Look for suspicious phrasing. Students usually write in a plain, utilitarian style and make errors in spelling and punctuation. Watch for unusually distinctive, stylish and error-free phrasing. If the prose sounds too professional, it may have come from another source. This is particularly likely if the suspect passages sound more elevated than the rest of the essay or writing the student has turned in previously.
Identify statistics and facts listed without a citation. Students lack personal expertise in many of the topics they write about. If an essay includes detailed medical, historical, scientific or other expert information, that information likely came from an unidentified outside source.

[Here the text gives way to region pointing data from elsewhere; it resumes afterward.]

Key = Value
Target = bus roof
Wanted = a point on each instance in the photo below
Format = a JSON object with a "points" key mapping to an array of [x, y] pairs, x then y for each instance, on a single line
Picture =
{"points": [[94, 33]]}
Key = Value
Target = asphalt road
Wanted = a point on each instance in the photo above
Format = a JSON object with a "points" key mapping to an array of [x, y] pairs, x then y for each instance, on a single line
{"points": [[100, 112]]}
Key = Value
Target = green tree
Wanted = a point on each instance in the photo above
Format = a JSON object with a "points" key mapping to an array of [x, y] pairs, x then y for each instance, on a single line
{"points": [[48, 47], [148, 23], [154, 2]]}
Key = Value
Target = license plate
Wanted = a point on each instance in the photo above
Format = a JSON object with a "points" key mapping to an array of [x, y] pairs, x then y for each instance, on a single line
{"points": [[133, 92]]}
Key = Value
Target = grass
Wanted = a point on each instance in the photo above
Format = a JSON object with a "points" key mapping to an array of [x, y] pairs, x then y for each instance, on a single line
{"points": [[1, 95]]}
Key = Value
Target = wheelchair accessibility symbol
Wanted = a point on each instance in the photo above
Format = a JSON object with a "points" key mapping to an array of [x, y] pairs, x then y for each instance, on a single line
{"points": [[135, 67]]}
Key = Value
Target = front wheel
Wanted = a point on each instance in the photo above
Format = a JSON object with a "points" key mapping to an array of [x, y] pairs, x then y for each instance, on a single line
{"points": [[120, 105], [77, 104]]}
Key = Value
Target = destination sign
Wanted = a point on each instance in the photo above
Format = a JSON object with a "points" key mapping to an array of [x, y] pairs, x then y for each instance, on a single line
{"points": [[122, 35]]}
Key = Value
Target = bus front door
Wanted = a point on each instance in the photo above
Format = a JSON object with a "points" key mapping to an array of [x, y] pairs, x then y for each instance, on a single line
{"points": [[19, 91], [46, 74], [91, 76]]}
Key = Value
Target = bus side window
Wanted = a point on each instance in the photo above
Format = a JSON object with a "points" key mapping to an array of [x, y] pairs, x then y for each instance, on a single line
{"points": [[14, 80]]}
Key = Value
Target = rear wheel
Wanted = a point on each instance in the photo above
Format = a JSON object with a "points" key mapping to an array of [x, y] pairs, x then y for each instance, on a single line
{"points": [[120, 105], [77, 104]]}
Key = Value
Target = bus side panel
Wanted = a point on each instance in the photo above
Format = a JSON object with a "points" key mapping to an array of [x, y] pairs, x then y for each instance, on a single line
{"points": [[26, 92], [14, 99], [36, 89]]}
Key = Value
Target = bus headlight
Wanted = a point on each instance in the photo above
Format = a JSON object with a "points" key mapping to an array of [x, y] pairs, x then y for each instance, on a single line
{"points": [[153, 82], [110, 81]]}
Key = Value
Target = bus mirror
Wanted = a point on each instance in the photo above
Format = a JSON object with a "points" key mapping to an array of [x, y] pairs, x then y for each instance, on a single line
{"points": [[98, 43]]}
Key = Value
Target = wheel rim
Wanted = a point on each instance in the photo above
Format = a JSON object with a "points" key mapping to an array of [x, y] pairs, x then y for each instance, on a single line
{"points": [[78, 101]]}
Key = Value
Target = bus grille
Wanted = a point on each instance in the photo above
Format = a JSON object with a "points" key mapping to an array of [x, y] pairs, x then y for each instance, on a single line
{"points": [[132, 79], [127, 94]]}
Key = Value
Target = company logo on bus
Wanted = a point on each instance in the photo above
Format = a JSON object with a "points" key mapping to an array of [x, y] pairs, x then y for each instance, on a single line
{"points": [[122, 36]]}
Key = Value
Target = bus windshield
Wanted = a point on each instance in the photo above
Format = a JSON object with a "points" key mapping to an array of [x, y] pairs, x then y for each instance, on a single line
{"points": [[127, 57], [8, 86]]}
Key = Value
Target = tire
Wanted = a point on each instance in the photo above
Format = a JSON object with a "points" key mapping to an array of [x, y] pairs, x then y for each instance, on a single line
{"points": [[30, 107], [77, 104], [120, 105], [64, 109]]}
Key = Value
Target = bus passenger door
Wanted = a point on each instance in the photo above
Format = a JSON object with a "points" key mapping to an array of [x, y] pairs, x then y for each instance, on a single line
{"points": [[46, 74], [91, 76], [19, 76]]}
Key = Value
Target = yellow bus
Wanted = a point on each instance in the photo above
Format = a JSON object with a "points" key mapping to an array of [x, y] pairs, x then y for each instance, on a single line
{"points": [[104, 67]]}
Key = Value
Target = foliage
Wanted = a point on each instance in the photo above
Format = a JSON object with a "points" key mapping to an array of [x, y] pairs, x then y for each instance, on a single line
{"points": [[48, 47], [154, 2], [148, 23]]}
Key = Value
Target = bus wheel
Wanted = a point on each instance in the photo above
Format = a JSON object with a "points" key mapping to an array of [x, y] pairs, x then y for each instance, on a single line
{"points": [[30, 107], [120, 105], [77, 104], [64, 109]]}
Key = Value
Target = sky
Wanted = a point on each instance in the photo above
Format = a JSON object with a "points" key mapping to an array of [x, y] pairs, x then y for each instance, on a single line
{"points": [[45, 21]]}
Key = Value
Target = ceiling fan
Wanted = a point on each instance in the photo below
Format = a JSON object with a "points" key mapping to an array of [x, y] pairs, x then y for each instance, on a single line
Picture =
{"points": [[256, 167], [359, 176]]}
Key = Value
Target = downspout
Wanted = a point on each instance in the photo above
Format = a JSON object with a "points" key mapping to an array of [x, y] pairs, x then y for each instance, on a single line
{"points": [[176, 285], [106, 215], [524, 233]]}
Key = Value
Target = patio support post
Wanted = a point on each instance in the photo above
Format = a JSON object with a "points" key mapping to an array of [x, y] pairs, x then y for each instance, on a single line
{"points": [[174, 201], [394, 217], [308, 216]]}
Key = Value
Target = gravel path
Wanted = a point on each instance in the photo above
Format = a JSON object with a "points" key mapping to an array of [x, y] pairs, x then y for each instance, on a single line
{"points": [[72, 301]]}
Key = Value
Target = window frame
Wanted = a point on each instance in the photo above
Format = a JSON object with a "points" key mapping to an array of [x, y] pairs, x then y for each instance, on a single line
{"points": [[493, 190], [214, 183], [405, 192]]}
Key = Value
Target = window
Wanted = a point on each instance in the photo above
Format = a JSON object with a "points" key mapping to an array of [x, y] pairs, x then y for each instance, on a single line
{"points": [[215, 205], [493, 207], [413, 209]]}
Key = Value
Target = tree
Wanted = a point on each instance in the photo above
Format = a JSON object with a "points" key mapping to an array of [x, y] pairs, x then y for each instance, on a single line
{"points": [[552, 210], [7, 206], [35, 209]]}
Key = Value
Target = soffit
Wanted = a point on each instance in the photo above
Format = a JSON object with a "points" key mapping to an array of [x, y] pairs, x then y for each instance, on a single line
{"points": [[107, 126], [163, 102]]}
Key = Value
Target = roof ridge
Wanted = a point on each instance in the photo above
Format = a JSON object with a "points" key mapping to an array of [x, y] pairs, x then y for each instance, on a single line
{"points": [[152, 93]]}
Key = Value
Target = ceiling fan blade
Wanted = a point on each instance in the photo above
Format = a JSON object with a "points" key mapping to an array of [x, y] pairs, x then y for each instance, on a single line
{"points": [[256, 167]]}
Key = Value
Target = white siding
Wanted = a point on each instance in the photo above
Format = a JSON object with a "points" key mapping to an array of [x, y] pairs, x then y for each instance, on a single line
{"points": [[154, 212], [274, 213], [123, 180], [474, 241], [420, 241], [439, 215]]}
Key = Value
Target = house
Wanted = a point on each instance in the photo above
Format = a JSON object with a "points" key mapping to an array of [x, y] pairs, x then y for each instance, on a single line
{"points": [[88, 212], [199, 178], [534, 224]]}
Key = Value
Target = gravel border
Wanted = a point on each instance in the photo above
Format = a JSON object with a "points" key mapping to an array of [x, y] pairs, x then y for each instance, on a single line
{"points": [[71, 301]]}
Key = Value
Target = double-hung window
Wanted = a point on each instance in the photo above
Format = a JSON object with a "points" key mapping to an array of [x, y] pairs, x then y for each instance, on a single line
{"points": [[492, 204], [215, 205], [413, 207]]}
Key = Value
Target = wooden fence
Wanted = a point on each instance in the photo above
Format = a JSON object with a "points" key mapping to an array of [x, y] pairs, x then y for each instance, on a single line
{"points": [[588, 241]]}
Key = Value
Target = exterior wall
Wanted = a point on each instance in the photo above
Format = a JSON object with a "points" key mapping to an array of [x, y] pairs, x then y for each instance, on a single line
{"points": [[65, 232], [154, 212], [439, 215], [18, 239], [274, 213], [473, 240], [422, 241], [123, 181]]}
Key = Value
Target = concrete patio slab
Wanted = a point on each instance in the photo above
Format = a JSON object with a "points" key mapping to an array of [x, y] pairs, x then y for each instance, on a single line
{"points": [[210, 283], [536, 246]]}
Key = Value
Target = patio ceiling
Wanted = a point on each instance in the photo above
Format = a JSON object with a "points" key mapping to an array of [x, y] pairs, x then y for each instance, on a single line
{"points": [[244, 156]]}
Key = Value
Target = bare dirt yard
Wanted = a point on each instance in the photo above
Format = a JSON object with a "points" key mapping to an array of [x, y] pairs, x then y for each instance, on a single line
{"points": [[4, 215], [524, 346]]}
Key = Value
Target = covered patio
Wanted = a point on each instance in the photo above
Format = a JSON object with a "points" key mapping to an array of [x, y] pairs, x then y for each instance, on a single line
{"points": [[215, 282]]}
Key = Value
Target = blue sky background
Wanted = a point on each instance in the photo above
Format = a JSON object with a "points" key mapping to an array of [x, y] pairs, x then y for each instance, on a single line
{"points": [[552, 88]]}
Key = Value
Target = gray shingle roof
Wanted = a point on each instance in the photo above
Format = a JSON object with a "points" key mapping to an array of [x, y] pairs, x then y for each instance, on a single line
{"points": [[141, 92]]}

Check the dates on the essay's sources. Pay close attention to dated research. If the research is all from several years ago, that essay itself may be several years old and have come from a paper mill or another student. Also note the access dates a student lists for the websites cited. If the student claims to have accessed all the websites a couple months or more ago, he is likely self-plagiarizing: recycling an essay he wrote for another class.
Pick a sentence of questionable text and paste it into a search engine. If the wording was taken directly from an online article, the search engine can often locate that source. When you locate one article a student has plagiarized, skim through the rest of it. Very often a student will copy multiple phrases and sentences from the same article.
Use anti-plagiarism software. A variety of programs, many of them free, exist to help teachers and online writers locate examples of plagiarism. You can paste varying lengths of text into a program, and it will search the web for matching content.